With basic training the producers of Myanmar have leapt on the chance to improve their coffee significantly, often dramatically increasing their cup scores and desirability for buyers. While quality has been a seemingly easy thing to improve, production remains very small, and yield continues to be an area that needs work especially as China ramps up their production quite aggressively. The increased interest from importers and roasters is positive but has also come with some logistical challenges, as infrastructure and finance options for the farmers is still in development. The Ministry of Agriculture, Livestock and Irrigation hopes to increase coffee acreage to 200,000 and export 60,000 tonnes by 2030, up from the current 50,000 acres and yearly approximation of 7500 tons.
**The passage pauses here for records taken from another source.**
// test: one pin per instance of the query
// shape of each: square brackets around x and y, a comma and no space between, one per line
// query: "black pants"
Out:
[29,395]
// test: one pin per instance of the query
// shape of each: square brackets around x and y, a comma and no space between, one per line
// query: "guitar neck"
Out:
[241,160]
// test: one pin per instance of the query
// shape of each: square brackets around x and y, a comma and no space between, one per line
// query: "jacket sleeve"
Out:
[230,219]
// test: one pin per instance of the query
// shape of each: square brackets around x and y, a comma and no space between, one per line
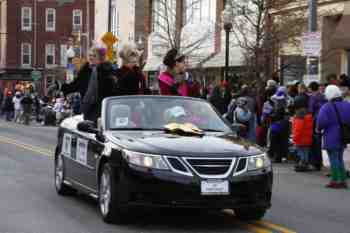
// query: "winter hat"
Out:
[332,92]
[129,54]
[242,115]
[300,102]
[99,50]
[271,83]
[280,94]
[172,57]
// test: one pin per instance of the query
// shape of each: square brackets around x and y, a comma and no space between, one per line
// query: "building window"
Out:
[115,22]
[26,19]
[26,50]
[77,20]
[198,11]
[163,16]
[64,55]
[50,20]
[50,54]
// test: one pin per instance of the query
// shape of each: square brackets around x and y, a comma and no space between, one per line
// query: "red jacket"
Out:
[302,130]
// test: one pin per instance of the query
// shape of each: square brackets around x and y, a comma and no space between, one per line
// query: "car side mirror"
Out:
[90,127]
[87,127]
[238,128]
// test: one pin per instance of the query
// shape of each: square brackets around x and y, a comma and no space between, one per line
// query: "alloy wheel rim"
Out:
[59,172]
[105,194]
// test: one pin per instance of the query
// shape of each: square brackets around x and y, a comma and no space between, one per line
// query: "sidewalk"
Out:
[346,158]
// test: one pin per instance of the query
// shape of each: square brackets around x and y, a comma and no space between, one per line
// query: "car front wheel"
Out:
[250,214]
[110,208]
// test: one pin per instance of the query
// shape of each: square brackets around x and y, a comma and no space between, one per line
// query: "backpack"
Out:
[242,116]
As of 2014, Myanmar has had their own Coffee Association, dedicated to bringing quality up and the markets closer as they continue to grow and expand their work into more and more growing regions. There is also CRIETC, the Coffee Research, Information, Extension & Training Center, who focuses on agricultural aspects such as varietal selection, varietal preservation, boosting yield, processing methodology and pest/disease management.
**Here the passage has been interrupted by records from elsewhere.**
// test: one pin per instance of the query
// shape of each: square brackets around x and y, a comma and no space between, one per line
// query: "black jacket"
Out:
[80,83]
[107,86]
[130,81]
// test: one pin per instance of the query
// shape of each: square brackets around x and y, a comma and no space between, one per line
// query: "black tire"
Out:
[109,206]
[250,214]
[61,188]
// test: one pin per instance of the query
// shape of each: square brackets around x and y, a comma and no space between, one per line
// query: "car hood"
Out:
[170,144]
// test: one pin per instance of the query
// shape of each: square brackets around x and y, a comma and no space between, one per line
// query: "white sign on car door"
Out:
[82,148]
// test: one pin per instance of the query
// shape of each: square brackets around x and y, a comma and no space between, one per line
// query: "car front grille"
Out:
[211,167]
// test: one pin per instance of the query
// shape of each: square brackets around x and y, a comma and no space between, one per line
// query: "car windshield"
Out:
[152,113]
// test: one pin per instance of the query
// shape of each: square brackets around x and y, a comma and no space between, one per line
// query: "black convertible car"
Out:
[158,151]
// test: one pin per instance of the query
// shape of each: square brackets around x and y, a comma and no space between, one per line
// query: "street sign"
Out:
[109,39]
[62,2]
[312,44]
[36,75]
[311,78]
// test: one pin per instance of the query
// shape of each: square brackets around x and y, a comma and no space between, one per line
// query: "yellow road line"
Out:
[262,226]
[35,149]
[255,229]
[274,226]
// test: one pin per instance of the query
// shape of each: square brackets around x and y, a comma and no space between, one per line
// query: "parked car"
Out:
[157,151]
The largest growing region is Shan State with Mandalay just behind, and the types of farms you see in these two states are quite different. While Mandalay is home to larger estates that produce washed coffee, Shan is home to smallholders who own farms of an average of a hectare in size, who don’t have their own wet milling equipment and therefore either sell fresh cherry or process their own coffee as naturals on raised beds. The climate lends itself well for this, as the peak of the harvest falls in the dry season either side of January. For those who sell their fresh cherry instead, the coffee is often transported 4-5 hours away to Mandalay to wet and dry mills there. Most of the coffee grown in Myanmar is Arabica while some 20% is Robusta, mostly grown in the southern lowlands. The bulk of the Arabica is naturally processed. The Arabica varieties grown in Myanmar tend to be Catuai, Caturra, Catimor, Bourbon, Typica, S795 and SL34. The majority of Myanmar’s coffee stays in Asia and is sold to countries like China, Thailand, Japan and South Korea, but increasingly the European, American and Australian markets are getting involved in the trade for the top qualities.
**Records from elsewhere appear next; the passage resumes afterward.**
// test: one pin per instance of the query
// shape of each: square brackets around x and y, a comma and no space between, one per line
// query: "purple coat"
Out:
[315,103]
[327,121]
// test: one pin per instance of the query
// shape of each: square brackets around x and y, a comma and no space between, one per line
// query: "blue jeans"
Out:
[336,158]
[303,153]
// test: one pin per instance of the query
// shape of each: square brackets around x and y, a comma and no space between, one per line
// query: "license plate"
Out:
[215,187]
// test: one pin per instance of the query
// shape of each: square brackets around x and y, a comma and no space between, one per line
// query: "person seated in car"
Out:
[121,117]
And so we’re very excited to share with you our very first coffee from Myanmar, from smallholders around Ywangan township in Southern Shan. Shan borders China, Laos and Thailand and is the largest state in Myanmar by size, and Ywangan is its principal town. From about 30 villages around Ywangan comes this coffee which is a washed lot, contrary to the more typically found natural coffees from Shan. The producers are mainly of Danu and Pa-O ethnic nationalities and have farms of 1/4 acre to 3 acres in size. They often grow other crops as well, such as beans, avocado, jackfruit, papaya and macadamia, many are trees that double as shade for the coffee.
The cherry is collected in Ywangan and within 48 hours transported to Mandalay and a wet mill in the temperate mountain town of Pyin Oo Lwin, where it is floated to separate greens and over ripes, pulped and left in fermentation tanks overnight. The next day the coffee moves through a mechanical demucilager that ”˜scrubs’ off the remaining pulp so the parchment covered green coffee can go off to dry in the sun on large concrete patios. The pulp from the mill is transported back to the farmers who use it as fertiliser, and wash water is treated before being returned to the ground.
We have been really impressed with the quality of this lot, and it’s a great start to what we hope will be a long history of buying coffee from Myanmar, the land of golden pagodas and now, great coffee.